Method | Matthews’ correlation coefficient (MCC) | Accuracy | Sensitivity | Specificity | AUC | P-value |
---|---|---|---|---|---|---|
Amino acid composition (AAC) | 0.219 ± 0.024 | 0.609 ± 0.012 | 0.645 ± 0.023 | 0.573 ± 0.019 | 0.641 ± 0.016 | 0.006 |
Dipeptide composition (DPC) | 0.269 ± 0.018 | 0.635 ± 0.009 | 0.635 ± 0.012 | 0.634 ± 0.016 | 0.683 ± 0.009 | 0.491 |
Composition–transition–distribution (CTD) | 0.182 ± 0.030 | 0.591 ± 0.015 | 0.579 ± 0.019 | 0.603 ± 0.020 | 0.621 ± 0.016 | 0.0003 |
Physicochemical properties (PCP) | 0.172 ± 0.020 | 0.585 ± 0.010 | 0.523 ± 0.035 | 0.648 ± 0.027 | 0.620 ± 0.012 | 0.0002 |
Amino acid index (AAI) | 0.228 ± 0.015 | 0.613 ± 0.007 | 0.650 ± 0.018 | 0.577 ± 0.017 | 0.642 ± 0.010 | 0.008 |
Hybrid | 0.218 ± 0.020 | 0.609 ± 0.010 | 0.602 ± 0.014 | 0.616 ± 0.018 | 0.647 ± 0.013 | 0.015 |
Ensemble learning (EL) | 0.298 ± 0.022 | 0.649 ± 0.011 | 0.618 ± 0.018 | 0.679 ± 0.009 | 0.697 ± 0.011 | – |
The first column corresponds to the performance of individual feature group, hybrid feature, and ensemble learning.

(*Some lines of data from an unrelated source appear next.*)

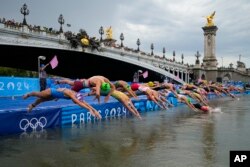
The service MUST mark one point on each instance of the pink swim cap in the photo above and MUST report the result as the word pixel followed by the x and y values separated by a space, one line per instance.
pixel 205 108
pixel 135 86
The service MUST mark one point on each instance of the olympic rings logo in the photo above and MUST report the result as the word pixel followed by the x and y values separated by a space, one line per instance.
pixel 33 123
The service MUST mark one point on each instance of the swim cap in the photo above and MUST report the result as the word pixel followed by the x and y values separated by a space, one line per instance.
pixel 205 108
pixel 79 96
pixel 128 87
pixel 150 84
pixel 105 87
pixel 178 91
pixel 135 86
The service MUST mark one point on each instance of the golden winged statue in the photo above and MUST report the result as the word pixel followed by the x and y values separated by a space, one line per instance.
pixel 210 20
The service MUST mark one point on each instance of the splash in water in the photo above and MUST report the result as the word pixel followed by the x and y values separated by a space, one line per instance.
pixel 217 110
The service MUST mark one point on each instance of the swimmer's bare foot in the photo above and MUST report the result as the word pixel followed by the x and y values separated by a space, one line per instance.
pixel 25 96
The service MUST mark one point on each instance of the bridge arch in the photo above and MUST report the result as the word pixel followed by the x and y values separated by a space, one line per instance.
pixel 226 77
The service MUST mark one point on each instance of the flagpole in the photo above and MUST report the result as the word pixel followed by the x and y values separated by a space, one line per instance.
pixel 42 58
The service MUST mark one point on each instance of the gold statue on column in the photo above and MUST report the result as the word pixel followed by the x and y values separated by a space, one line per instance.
pixel 210 20
pixel 109 33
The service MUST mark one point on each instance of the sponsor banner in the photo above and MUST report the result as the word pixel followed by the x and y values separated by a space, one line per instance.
pixel 76 114
pixel 21 121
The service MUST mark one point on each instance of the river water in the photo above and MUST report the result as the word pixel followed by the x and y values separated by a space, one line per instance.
pixel 174 138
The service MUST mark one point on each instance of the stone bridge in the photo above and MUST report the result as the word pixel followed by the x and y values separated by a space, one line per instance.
pixel 23 36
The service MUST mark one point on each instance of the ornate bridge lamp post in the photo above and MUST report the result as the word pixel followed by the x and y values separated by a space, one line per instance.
pixel 25 11
pixel 174 56
pixel 101 32
pixel 138 44
pixel 152 48
pixel 61 22
pixel 121 38
pixel 182 57
pixel 164 51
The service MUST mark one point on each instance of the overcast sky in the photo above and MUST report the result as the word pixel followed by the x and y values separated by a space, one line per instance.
pixel 173 24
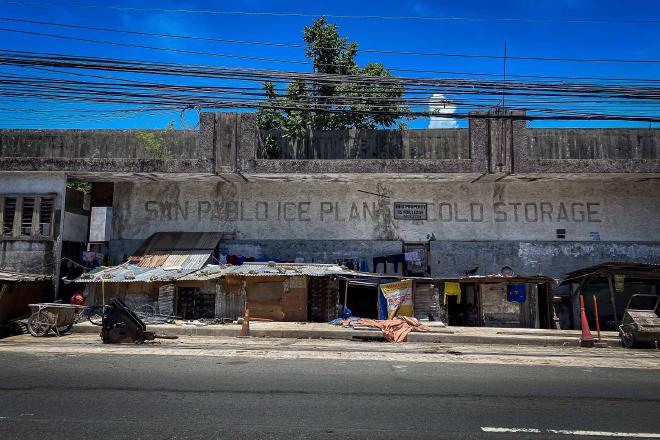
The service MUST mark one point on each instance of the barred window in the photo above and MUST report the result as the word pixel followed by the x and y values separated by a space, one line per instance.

The column 2–6 respectively represent the MCC, accuracy, sensitivity, specificity, and AUC value, where each value shown as the average ± SD of 10 alternative balanced datasets. The last column represents a pairwise comparison of AUC between EL and the other methods using a two-tailed t-test. P ≤ 0.05 indicates a statistically meaningful difference between EL and the selected composition (shown in bold).